Im Moment ist die Distanz zwischen ihm und seiner Familie noch riesig. Denn Frau und Kinder wohnen noch in Schanghai (China), wo Schlemmers letzter Arbeitsort vor Hallstadt war. Jetzt, wo die Kinder älter sind, ist ein schneller Wechsel auch aufgrund schulischer Verpflichtungen nicht mehr ganz so einfach. Erst im Juli kommt die Familie ins Bamberger Land. Die Möbel wiederum reisen per Schiff. "Das dauert dann sechs Wochen", berichtet Schlemmer. Ihm sei es lieber, eine Zeit lang getrennt zu sein, als immer lange Strecken zu fahren.
Insgesamt sei der Reifenmarkt stabil.
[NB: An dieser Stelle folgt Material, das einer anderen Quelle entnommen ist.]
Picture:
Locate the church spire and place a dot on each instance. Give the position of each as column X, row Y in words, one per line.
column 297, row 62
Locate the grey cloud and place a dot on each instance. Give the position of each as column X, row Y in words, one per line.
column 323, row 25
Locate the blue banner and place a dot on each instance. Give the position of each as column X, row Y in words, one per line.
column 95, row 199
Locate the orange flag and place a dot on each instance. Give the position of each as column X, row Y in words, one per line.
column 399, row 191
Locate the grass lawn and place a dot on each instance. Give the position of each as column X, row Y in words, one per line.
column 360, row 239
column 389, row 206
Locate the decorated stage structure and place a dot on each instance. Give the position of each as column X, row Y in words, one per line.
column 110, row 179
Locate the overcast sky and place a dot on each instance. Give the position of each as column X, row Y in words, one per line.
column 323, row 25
Die geringeren Stückzahlen zu früher erklärten sich daraus, dass etwa in Asien neue Werke gebaut würden und dann der Markt mittlerweile vor Ort und nicht mehr von Europa aus beliefert werde.
Hallstadt beliefert nahezu alle großen Autohersteller mit Premium-Reifen der Zollgrößen 16 bis 18, in der Mehrzahl immer noch 16-Zoll-Reifen. Ein Projekt mit 19-Zoll-Reifen liegt laut Schlemmer in der Schublade, aber konkret geplant sei hier derzeit nichts. "Das hängt vom Markt ab." Und der ist weiter hart umkämpft.